The European Parliament’s decision to exclude the nuclear energy sector from the list of investments that can benefit from the EU’s green investment label will have consequences for the sector, particularly in France. EURACTIV France reports.
Financing the energy transition is undoubtedly one of the major challenges of our century. To give itself the means to achieve its ambition, “the European Parliament recently voted in favour of a sustainable finance taxonomy project that defines a framework for activities considered environmental or green,” explained Nicolas Redon, Novethic’s green finance expert.
The main aim is to ensure capital flows are increasingly directed towards a low-carbon economy because the needs are so colossal.
On the basis of work carried out by the EU High-Level Expert Group on Sustainable Finance (HLEG), the European Court of Auditors estimated that the cost of the energy transition in Europe between 2021 and 2030 would reach more than €1 trillion per year.
Directing capital flows towards a low-carbon economy
Investments in fossil fuels and nuclear energy are no longer part of sustainable finance and hence kept away from the financing needs of the transition.
In the same vein, the European Commission is working on a “European green investment label that would make it easier to channel investment funds into clean energy by the end of 2020”, added Nicolas Redon.
Logically, the new taxonomy set up by the EU should help stimulate the supply of sustainable financial products, and therefore the sums invested in clean energies.
A decision with consequences for the sector
The European decision is not without debate. For example, a recent report published by the International Energy Agency (IEA) urges developed countries to extend the life of their nuclear power plants for electricity production.
Otherwise, the energy transition would be more complex to implement, with millions of tonnes of carbon dioxide (CO2) being released into the atmosphere.
This plea can be explained by the current situation: according to Eurostat data, atom-smashing is the leading low-carbon source of electricity in Europe ahead of hydropower.
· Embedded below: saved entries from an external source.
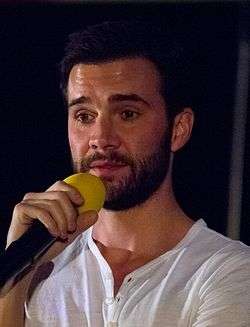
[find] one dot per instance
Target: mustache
(112, 156)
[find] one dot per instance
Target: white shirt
(203, 282)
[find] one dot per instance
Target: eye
(129, 115)
(85, 117)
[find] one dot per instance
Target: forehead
(129, 74)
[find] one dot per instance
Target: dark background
(33, 122)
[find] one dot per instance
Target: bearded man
(143, 261)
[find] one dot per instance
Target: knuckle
(28, 196)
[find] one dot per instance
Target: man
(143, 262)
However, reducing the lifespan of a nuclear power plant requires heavy investments that risk being penalised by the EU’s taxonomy.
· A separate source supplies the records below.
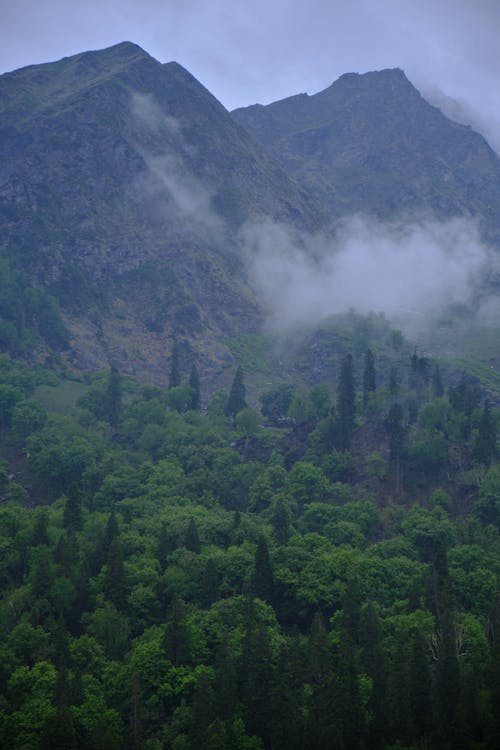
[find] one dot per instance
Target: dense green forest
(317, 568)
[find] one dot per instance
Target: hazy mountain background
(135, 210)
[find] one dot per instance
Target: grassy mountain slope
(122, 183)
(371, 143)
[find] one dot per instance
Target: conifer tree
(176, 638)
(280, 522)
(72, 518)
(485, 445)
(264, 577)
(175, 373)
(194, 384)
(237, 396)
(437, 382)
(369, 377)
(114, 582)
(114, 397)
(346, 403)
(192, 540)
This is particularly true in France where the majority of electricity is still produced by nuclear power plants according to the British think-thank Sandbag.
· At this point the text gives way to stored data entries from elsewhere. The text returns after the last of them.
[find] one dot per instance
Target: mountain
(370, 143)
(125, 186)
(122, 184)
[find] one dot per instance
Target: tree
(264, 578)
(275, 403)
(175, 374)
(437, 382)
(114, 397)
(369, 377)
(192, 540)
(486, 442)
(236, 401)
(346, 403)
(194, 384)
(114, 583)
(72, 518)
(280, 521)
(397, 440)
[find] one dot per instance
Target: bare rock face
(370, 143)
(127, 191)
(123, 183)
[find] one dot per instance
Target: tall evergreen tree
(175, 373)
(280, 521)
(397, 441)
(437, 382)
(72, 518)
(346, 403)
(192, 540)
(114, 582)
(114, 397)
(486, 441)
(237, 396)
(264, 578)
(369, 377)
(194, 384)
As a result, a gradual shutdown of their production capacity would undoubtedly require massive investments in green energy such as solar and wind power in order to meet consumer needs.
This would also have consequences for households and businesses because “this scenario of forced development of renewable energies could harm consumers because of the increase in electricity costs,” the IEA report states.
In the next five years, about half of France’s nuclear reactors will turn 40-years-old. To continue operating, they will have to be renovated at a cost of around €55 billion by 2025, according to EDF and nearly €100 billion by 2030, according to a recent report by the court of auditors.
These are considerable sums for the group whose market capitalisation amounts to several tens of billions of euros.